I need to calculate the phylogenetic signal of more than 100 variables and store the results 'K stats' and 'p-value' to create a dataframe where I have 3 columns specifying variable names, K-stats, and p-value. I know how to do it for 1 variable but I just don't want to repeat that process 100 times. Also, I think a loop could be a more efficient way to do it avoiding problems.
So this is how I think it should go, I just don't know how to implement it. First, some dummy data:
require(geiger)
require(phytools)
tree<-sim.bdtree(b=0.1,d=0,stop="taxa",n=50,extinct=FALSE)
trait<-matrix(rTraitCont(compute.brlen(tree,power=5),model="BM"),50,10)
trait <- as.data.frame(trait)
rownames(trait)<-tree$tip.label
# This is how it is done for 1 variable at the time:
trait.1 <- setNames(trait$V1, rownames(trait))
trait.1.test <- phylosig(tree, trait.1, method = 'K', test = T)
trait.1.test$K
trait.1.test$P
Then I think that it should be a for loop with this structure:
# list1 <- list()
# List.Of.Kvalues <- list()
# List.Of.Pvalues <- list()
#For loop {
# First I need a list that containes each column with the tree tip names or row names of the original data frame (this two are equal)
# list1 <- list(setName(trait[col1], rownames(trait)))
#Second I will use each list inside list1 to calculate the phylogenetic signal and stored the K value and another with p-values
# List.Of.Kvalues <- phylosig(tree, list1[], method = K, test = T)$K
# List.Of.Pvalues <- phylosig(tree, list1[], method = K, test = T)$P
# }
#Finally create the dataframe
# df <- rbind(colnames(trait),List.Of.Kvalues, List.Of.Pvalues)
My knowledge of how to preform loops is very basic, I hope somebody can help me understand how to build this kind of loops.

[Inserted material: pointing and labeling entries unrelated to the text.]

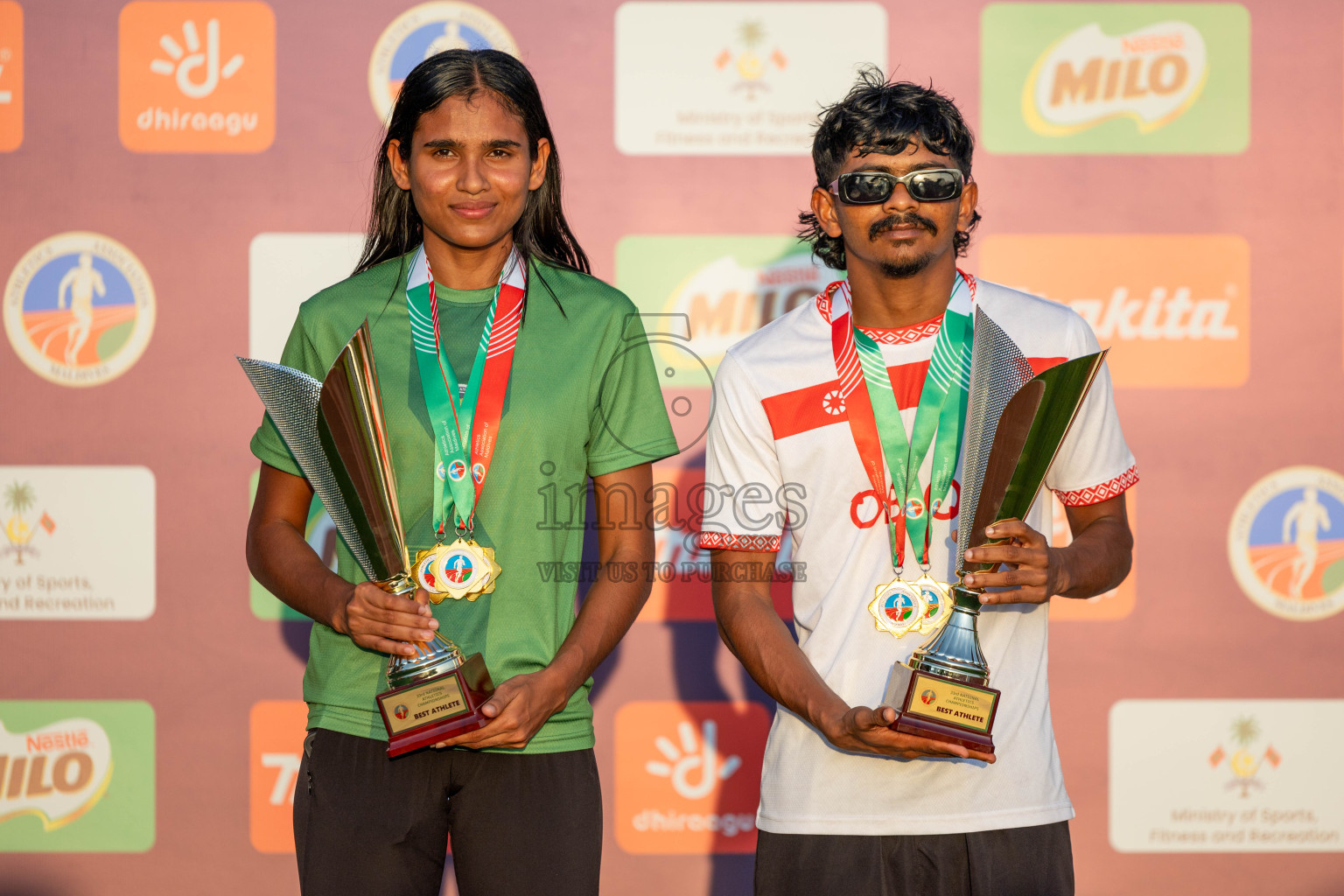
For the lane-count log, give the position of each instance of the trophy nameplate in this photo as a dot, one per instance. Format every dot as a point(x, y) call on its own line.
point(336, 431)
point(437, 708)
point(1016, 421)
point(940, 708)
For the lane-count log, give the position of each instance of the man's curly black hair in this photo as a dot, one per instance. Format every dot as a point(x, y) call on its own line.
point(877, 116)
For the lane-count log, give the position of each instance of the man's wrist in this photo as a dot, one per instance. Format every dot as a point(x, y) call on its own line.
point(559, 685)
point(338, 601)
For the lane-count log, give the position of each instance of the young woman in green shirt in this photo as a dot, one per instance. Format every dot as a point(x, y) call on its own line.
point(466, 196)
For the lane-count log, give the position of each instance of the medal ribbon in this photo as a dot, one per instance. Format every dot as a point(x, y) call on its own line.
point(469, 418)
point(875, 418)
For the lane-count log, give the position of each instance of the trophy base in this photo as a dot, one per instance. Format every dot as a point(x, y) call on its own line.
point(425, 712)
point(942, 708)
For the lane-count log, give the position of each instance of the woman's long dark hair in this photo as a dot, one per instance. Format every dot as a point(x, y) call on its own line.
point(394, 226)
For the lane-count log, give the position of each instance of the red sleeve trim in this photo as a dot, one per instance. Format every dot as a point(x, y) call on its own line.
point(724, 542)
point(1098, 494)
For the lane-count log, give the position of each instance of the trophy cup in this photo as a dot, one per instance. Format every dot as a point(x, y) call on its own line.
point(1015, 424)
point(335, 430)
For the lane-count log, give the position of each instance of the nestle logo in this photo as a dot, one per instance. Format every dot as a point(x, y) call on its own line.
point(54, 740)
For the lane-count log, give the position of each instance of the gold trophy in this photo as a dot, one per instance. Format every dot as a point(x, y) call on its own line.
point(1015, 424)
point(336, 433)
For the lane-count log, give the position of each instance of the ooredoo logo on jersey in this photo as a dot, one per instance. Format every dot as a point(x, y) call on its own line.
point(1116, 77)
point(80, 309)
point(1286, 543)
point(77, 775)
point(418, 34)
point(197, 77)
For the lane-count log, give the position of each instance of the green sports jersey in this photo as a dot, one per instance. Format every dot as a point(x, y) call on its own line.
point(582, 401)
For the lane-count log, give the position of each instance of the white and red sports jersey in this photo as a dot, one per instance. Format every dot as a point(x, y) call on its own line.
point(780, 437)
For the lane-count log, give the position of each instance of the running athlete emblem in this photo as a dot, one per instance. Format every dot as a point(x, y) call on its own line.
point(1286, 543)
point(80, 309)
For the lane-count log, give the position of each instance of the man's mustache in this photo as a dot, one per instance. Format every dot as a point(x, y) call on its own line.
point(892, 222)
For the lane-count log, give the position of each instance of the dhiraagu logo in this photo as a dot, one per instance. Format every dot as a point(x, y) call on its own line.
point(77, 777)
point(1116, 78)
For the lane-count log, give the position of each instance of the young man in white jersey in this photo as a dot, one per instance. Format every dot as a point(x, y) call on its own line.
point(848, 805)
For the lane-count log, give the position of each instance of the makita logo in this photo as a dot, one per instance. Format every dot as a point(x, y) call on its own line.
point(1163, 315)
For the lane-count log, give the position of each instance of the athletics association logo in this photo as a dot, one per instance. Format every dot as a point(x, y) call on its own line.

Thank you!!
Using for
loops :
library(geiger)
library(phytools)
#Initializtion part
tree<-sim.bdtree(b=0.1,d=0,stop="taxa",n=50,extinct=FALSE)
trait<-matrix(rTraitCont(compute.brlen(tree,power=5),model="BM"),50,10)
trait <- as.data.frame(trait)
rownames(trait)<-tree$tip.label
n <- ncol(trait)
Kvalues <- numeric(n)
Pvalues <- numeric(n)
#Loop over each column and get K and p values
for(i in seq_len(n)) {
trait.1 <- setNames(trait[[i]], rownames(trait))
trait.1.test <- phylosig(tree, trait.1, method = 'K', test = T)
Kvalues[i] <- trait.1.test$K
Pvalues[i] <- trait.1.test$P
}
Create a dataframe combining all values
out <- data.frame(colname = names(trait), K = Kvalues, P = Pvalues)